I hope this post finds you well!
So, I just read a powerful book chapter, and it so made me think that I wanted to share.
Here’s an excerpt:
Chapter Title: I’ll Just Take the Shrimp: Embrace Your Weaknesses
Book: 18 Minutes by Peter Bregman, pp. 52, 53, 54
[Set up: Geoff, a very, VERY rich man, refuses to pay $1 extra–just $1!–to exchange salmon for shrimp on his salad, as he had desired to do.]
“What do you call that? Cheap? Strange? Dysfunctional? I call it the secret to his success. Not yours, by the way. His.
Geoff has a fixation on value. He can’t stand the idea of spending a single extra dollar if it doesn’t provide at least two dollars of extra value. Maybe that’s extreme. But so is a fortune (and foundation) of hundreds of millions of dollars. He’s not successful despite the quirk; he’s successful because of it.
And what’s made Geoff successful is that he’s not embarrassed about it. Or ashamed. he doesn’t hide or repress or deny it.
He uses it.
. . .
‘The most interesting novels,’ Newsweek editor Malcolm Jones wrote in a recent book review, ‘are the ones where the flaws and virtues can’t be pulled apart.’
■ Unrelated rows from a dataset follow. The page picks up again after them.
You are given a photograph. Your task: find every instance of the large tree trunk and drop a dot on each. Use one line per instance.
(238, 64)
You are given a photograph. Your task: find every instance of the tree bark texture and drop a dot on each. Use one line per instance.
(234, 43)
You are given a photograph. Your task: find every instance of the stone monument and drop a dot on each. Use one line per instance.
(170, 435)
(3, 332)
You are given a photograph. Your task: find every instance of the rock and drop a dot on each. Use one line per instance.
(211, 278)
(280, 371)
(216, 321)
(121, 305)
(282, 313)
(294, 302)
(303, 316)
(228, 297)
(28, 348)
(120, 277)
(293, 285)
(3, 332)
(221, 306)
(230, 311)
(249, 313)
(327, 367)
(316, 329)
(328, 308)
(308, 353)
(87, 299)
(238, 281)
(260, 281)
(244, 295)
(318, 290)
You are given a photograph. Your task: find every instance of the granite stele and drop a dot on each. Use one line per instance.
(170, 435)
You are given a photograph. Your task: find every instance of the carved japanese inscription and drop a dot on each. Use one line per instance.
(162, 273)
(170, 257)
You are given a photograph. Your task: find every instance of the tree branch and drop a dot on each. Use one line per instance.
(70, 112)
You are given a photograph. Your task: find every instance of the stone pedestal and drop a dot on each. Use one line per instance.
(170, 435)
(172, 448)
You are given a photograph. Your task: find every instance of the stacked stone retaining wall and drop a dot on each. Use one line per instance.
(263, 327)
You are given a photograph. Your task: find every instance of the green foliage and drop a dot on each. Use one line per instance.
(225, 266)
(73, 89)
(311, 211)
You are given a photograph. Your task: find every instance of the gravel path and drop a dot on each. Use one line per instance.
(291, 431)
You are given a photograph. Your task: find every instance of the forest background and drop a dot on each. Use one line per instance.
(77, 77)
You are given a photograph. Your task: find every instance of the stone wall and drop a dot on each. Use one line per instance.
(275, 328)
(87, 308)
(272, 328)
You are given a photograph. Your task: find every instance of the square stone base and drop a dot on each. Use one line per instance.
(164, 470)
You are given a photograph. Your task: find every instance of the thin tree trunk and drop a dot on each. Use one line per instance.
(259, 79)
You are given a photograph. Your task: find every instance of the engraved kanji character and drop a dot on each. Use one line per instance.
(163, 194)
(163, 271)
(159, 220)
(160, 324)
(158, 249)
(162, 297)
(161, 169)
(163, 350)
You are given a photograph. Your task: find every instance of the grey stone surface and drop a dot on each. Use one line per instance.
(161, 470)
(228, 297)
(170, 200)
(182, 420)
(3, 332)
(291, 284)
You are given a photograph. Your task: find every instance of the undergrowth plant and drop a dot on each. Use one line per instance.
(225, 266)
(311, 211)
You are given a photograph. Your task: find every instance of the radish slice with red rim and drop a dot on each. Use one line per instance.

That’s even truer for people. The most powerful ones don’t conquer their dysfunctions, quirks, and potentially embarrassing insecurities. They seamlessly integrate them to make an impact in the world.
Another man I know was the driving force behind health reforms that saved the lives of millions of people in the developing world. Literally millions. Certainly he achieved this feat with great strengths. . . .
But he had a quirk. He lived and worked in the hyper-intellectual world of the academia, where nuance is valued far above simplicity. Success as an academic traditionally lies in one’s ability to see and expound the gray.
But he never saw the gray. He saw the world in black and white, right and wrong. This simplistic view of the wold is something that people in academia try to hide or overcome all the time. But he never hid his simplicity. He embraced it. And that was the source of his power, the secret ingredient that enabled him to save so many lives. He cut through the morass of a debate and arrived at the simplicity of righteous action.
. . .
We all have quirks and obsessions like these. Maybe won don’t admit them, even to ourselves. Or we worry that they detract from our success and work hard to train ourselves out of them.
But that’s a mistake. Our quirks very well may be the secret to our power. . . .”
So, aside from your feelings about Bregman’s characterization of the academy, do you have a major quirk that you work?
I’m inspired! I keep centering on the sentence “They seamlessly integrate them [those quirks of theirs] to make an impact in the world.”
So, I’ve been viewing my quirk as a problem, and it would be AWESOME (and is highly possible, I think!!!) to have it work in my favor as a researcher-writer and joiner-to-my-field.
Just wanted to share! Thought-provoking, no?